BA: You are kind of giving great advice here so if you are speaking to the next generation of apologists, what else would you tell them along these lines?

EP: Well I would say apologetics tends to have a flavor of academics about it and in that sense it has been in some ways pushed in a corner by the Enlightenment rationalistic humanism which believes that truth is only objective and that the Bible has to jump through objective truth claim hoops in order for anyone to accept it as objective as true, but it seems to me that truth is not only objective, that there is subjective truth, that there is accurate truth and that there is non-accurate truth in life and in the Bible.

What I would advise people is "Yes. Do the study. Learn the history. Learn the literary criticism. Learn the archeology. Learn all of these things as God calls you and gives you opportunity. But don't isolate themselves from the subjective aspects of truth and the non-accurate aspects of truth. So in the Bible it says there was a Babylonian Empire and Nebuchadnezzar was the king. That is accurate truth and if you do research and you find out there never was such an empire or anyone named Nebuchadnezzar then there is a problem with the Bible. But when you do the research, you find out that the Bible is accurate.

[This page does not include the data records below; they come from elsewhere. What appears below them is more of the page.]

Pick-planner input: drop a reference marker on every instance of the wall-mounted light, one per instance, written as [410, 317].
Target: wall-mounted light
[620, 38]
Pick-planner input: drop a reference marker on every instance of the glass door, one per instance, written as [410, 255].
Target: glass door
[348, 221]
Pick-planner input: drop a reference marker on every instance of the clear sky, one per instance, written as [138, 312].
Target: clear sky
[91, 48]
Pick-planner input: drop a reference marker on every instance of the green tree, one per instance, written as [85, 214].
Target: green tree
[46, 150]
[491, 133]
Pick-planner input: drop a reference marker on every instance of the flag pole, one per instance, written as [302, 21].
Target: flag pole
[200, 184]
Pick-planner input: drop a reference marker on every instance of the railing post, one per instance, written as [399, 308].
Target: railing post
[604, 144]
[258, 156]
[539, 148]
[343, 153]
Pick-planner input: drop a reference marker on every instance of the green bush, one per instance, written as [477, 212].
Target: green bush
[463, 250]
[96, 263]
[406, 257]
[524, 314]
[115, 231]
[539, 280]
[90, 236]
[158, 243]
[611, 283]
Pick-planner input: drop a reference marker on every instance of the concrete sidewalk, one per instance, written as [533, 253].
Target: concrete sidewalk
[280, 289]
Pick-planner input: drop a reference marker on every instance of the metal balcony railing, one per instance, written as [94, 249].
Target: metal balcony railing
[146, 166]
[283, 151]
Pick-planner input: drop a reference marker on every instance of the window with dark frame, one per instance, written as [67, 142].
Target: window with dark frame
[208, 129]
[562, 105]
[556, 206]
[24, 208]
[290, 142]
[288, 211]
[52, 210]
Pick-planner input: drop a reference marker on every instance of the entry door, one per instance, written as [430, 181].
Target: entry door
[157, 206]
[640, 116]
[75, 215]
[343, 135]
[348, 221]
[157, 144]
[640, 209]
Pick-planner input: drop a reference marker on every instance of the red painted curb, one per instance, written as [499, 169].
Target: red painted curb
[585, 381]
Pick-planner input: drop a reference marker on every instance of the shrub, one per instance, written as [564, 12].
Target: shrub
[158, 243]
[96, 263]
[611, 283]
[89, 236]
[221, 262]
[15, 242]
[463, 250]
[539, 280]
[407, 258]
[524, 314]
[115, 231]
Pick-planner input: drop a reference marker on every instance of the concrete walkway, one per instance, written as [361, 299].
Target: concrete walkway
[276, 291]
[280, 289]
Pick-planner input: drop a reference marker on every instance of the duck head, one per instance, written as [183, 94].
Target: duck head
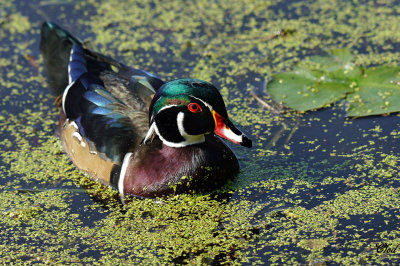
[183, 111]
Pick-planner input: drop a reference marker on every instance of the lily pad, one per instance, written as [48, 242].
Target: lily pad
[324, 80]
[303, 89]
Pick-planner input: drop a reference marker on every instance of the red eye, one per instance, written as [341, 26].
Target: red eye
[194, 107]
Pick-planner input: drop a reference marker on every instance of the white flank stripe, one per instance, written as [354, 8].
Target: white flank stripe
[69, 66]
[73, 124]
[125, 164]
[65, 95]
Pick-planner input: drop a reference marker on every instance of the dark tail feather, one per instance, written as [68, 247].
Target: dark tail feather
[55, 46]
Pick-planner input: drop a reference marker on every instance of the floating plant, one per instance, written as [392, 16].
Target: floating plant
[324, 80]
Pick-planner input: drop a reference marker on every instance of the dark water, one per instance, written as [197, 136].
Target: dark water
[309, 176]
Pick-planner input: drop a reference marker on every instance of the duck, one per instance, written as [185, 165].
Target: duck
[130, 130]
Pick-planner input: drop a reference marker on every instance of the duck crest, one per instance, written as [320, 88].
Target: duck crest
[129, 129]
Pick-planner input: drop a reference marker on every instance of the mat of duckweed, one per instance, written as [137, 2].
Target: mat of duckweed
[317, 188]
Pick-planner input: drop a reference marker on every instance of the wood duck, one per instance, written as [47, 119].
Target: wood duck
[129, 129]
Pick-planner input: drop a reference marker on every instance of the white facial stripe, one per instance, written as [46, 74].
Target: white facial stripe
[124, 166]
[206, 104]
[189, 139]
[150, 132]
[232, 136]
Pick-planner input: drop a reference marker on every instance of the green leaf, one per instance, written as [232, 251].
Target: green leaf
[323, 80]
[305, 90]
[378, 92]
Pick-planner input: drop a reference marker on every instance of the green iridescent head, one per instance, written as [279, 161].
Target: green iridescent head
[184, 110]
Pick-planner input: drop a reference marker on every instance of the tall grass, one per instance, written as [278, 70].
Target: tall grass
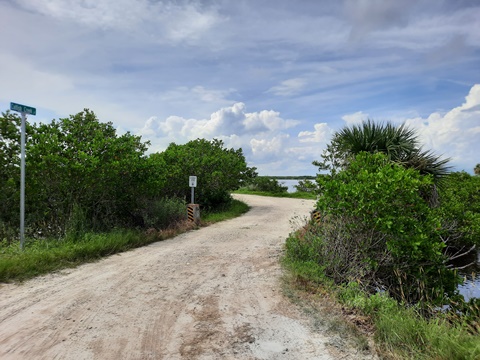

So that’s the accurate part of truth.

But the Parables of Jesus are not accurate. You cannot do research and find out the name of the mother of the prodigal son. You cannot find out the name of the prodigal son because he never existed. He is not accurate and the story isn't even finished, but it is true. It’s true, true.

It’s not inaccurate. Accuracy just isn't the point. The point is life and truth. And it isn't that accuracy isn't important but it shouldn't fill the whole screen. It’s not the only thing that we need to take into consideration when we are dealing with people and when we are dealing with God's personal truth.

So in our own contemporary existence, if you want to build a true bridge, you have to build it accurately or it’s not true, but you cannot fall in love accurately. The process is chaotic, but you can truly fall in love. So you have the true bridge and the true love and you have a very interesting situation, if you fall in love on a bridge. You see how they fit together?

That would be a piece of advice I would love to give to people who want to learn and to progress in serving as apologists and evangelists - is keep those two parts of God's truth together - the accurate and the non-accurate in a complementary whole and not just going all in one direction or all in another direction, which human beings tend to do. They tend to either be legalistic and scientific and mathematical or they tend to be mystical, experiential and emotional. But it seems to me that God's truth is the whole truth of both sides held together by the power of the Word of Jesus Christ.

That should be our goal for living and our goal for serving and caring and inviting people into God's truth.

BA: Well, Ellis, I want to thank you for speaking with me today. It has really been interesting and I bless you in your ministry.

EP: Well thank you Brian. It was good to talk with you and God bless you and all the people who might listen to the conversation.